The thing nobody tells you about quitting drinking is that your friendships will sort themselves into three categories without your needing to do anything. Some get stronger. Some stay roughly the same. Some quietly attenuate to almost nothing.
I did not consciously try to change any of these. The friendships did the sorting themselves, based on what they had actually been built on.
The friendships that got stronger
A small number of friendships got noticeably stronger after I quit drinking. These were the friendships that were built around things other than drinking. We had drunk together; we had also done many other things together. Hiked, traveled, worked on projects, had long conversations about things that mattered.
Once I quit, these friendships kept doing the things we had been doing, minus the drinks. The dinners continued. The trips continued. The long conversations continued, and got slightly better because I remembered more of them.
The strongest of these even adopted some of my new behaviors. Two of my closest friends quietly cut back their own drinking after I stopped. We did not talk about it explicitly. They just started ordering less, taking more sober weeks themselves, and our shared evenings shifted away from being structured around alcohol.
These friendships were the unexpected gift of quitting.
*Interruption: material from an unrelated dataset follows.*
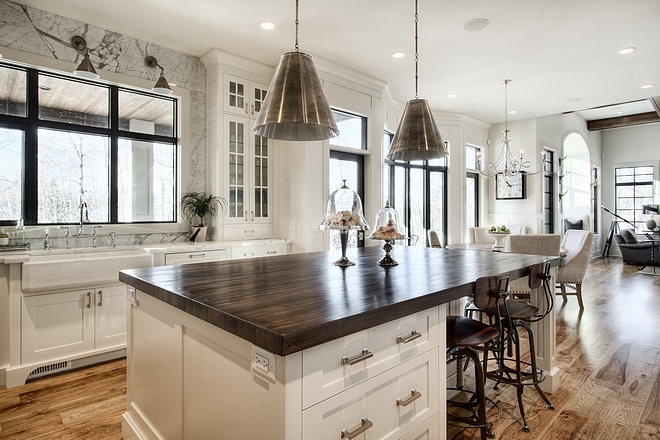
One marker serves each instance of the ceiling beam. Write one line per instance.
(655, 102)
(623, 121)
I had not realized that the drinking had been doing some background work of obscuring how much I actually liked these people. Without the drinking, the friendship was clearer, and that clarity was its own pleasure.
The friendships that stayed the same
A larger number of friendships stayed roughly where they had been. We saw each other about as often. We did the same things together. The fact that I was no longer drinking was noted briefly and then absorbed without much change in the texture of the relationship.
These were friendships where drinking had been an accompaniment to the activity, not the activity itself. We went to restaurants where I now ordered sparkling water and they ordered wine, and the dinner was the dinner. We went to events together and one of us drank and one of us did not. The friendship was about the conversation, the shared history, the actual relationship. Removing my drinking did not remove anything important.
These friendships did not get noticeably better, but they did not get worse. They simply continued. This was the modal outcome for me.
The friendships that attenuated
A small but specific number of friendships attenuated to almost nothing after I quit drinking. These were friendships where, on examination, drinking had been most of what we were doing together.
We had met for drinks. We had gone out for drinks. We had texted about getting drinks. When I removed the drinking, there was very little left to do. The first few months I tried to maintain these friendships by suggesting non-drinking activities. Coffee. Lunch. Walks. The responses were polite and the activities happened a few times, but the energy was not there. Without the drink, the conversation did not have the same momentum. We ran out of things to say faster.
Within a year, most of these friendships had quietly drifted to the kind of relationship where you exchange birthday messages and otherwise do not really see each other. I am not bitter about this. We did not have a falling out. We just discovered that what we had thought was a friendship was a drinking arrangement, and when the drinking ended, the arrangement ended with it.
This was harder to accept than I had expected. Some of these "drinking arrangements" had felt like real friendships at the time. They were not. The drinking had been performing the function of a friendship, and without it the function was gone.
What this taught me
The lesson I take from this is that drinking is a powerful social adhesive. It substitutes for, and in some cases masks the absence of, the more durable kinds of connection. People who are not really compatible can drink together for years and feel close. People who are deeply compatible can do many things together and not need the drinks to know that they are close.
When you remove the alcohol, the substitutions become visible. The "we used to be so close" friendships that were really "we used to drink together regularly" friendships reveal themselves. The "we don't see each other much these days" friendships that were really friendships built on something more durable continue with surprising stability across long distances and gaps.
This is information. Not negative information about the friendships you lose. They were what they were; you just see what they were more clearly now. Negative information about the assumptions, the assumption that all of your close friends were close because of something you had together. Some were. Some were close because of the drinking. The proportions are usually surprising.
What I would tell someone starting
If you are about to quit drinking and you are worried about your friendships, the honest answer is that some will sort themselves out and you cannot predict in advance which will fall into which bucket. You may be surprised, in both directions. The friendship you thought was deepest may turn out to have been substantially drinking. The friendship you thought was casual may turn out to have been much more substantial than you realized.
Do not try to control the sorting. Just keep showing up to the things you would have shown up to, with sparkling water instead of wine, and let the friendships demonstrate what they were actually made of.
The ones that get stronger will more than compensate for the ones that fade. That has been my experience and the experience of most people I have talked to about it. The total social fabric, by the end of the first year sober, is leaner but stronger.